Curriculum Materials: Art in America
City Night In City Night, O'Keeffe reduces three skyscrapers to simple GEOMETRIC forms devoid of windows. Viewed from below, the frontmost buildings are dark streamlined silhouettes against the velvety deep blue sky. Soft but precise gray lines with white highlights break up their dark surfaces and emphatically stress their imposing height. A bright white spot at the bottom of the left building may be a reflection of the moon or the light of a street lamp. A white building between the dark ones gives greater depth to the night scene and emphasizes the white highlights to unify the COMPOSITION. Beyond all the buildings, a soft halo of light encircles the moon. Serenity permeates the silent city night. City Night represents O'Keeffe's
impressions of the city more than its exact appearance.

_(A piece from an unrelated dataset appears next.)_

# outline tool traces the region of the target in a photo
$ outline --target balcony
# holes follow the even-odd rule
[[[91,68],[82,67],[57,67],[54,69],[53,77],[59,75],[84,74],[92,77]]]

O'Keeffe considered her images,
whether flowers, barns, or skyscrapers, to be realistic
representations of the abstract aspects of her subjects. In
City Night, for example, she exaggerated and simplified the
most essential abstract elements, the straight lines and
broad flat surfaces of the buildings. By eliminating details
such as the windows, she heightened the visual contrast
between the stark white building and the dark buildings. For
O'Keeffe, even the space filled by
the night sky becomes an
ORGANIC abstract
shape-an integral part of her composition.